Mrs. Hafsat Abiola-Costello, one of Abiola’s daughters, reflected on the demise of her father and his spirit of giving he left behind.
She said: “It is difficult to isolate one aspect in the life of a man of so many parts. Especially when for his kids, knowledge of his philanthropy — the work for which he was known in his lifetime and remembered beyond it — was acquired almost by osmosis.”
She recalled that her father taught them that by investing in others they were investing in themselves; and in giving, they receive.
Lagos businessman, Mr. Amaechi Kingsley, said: “It is a shame that 13 years after the death of MKO Abiola, there is no national monument in his honour.
“Besides the Polytechnic and Stadium named after him in Ogun State, what else has been paid as tribute to the man who laid down his life for the democracy we are enjoying?”
For Imeh Uka, the greatest beneficiary of Abiola’s struggle is former President Olusegun Obasanjo.
He noted that the campaign to write Abiola’s name in gold had been on the front burner since 1999, when Obasanjo began his first term as president, “yet the beneficiaries of the annulment (of June 12) had remained adamant, reaping where they did not sow.”

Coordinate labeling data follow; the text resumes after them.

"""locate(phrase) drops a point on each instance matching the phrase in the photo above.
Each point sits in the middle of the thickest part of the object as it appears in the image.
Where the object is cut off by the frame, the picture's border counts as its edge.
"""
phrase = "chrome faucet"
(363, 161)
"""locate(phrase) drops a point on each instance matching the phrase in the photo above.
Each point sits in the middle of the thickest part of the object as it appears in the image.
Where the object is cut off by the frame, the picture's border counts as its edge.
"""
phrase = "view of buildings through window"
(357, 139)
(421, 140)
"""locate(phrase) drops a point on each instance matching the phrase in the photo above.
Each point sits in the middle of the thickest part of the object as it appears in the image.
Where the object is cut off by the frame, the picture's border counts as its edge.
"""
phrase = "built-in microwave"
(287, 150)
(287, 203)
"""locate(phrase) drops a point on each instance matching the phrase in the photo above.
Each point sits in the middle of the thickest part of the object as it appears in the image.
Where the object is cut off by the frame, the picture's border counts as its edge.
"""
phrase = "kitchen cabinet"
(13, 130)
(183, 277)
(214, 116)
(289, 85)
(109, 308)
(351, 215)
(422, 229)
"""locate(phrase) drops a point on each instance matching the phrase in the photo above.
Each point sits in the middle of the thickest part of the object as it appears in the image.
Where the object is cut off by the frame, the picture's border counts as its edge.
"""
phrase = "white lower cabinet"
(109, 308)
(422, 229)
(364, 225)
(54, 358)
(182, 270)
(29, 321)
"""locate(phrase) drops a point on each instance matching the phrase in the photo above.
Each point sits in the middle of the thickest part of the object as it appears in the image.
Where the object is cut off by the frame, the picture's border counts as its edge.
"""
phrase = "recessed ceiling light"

Olumide Joshua said Abiola’s spirit would continue to hunt national leaders, who failed to do the right thing.
On the contrary, Yinka Idowu, a Lagos resident, said Abiola deserved the ill treatment being meted to his memory by politicians and associates, “having failed to honour Pa Obafemi Awololo during his lifetime.”
“You see the difference between Awolowo and Abiola years after their death. When Abiola was alive, everybody was praising him; he was the man of the people. But after his death, many things began to unfold.
“For instance, we heard the reason we did not have mobile telecommunications before Obasanjo’s tenure in 1999 was because of Abiola’s misappropriation,” Idowu said.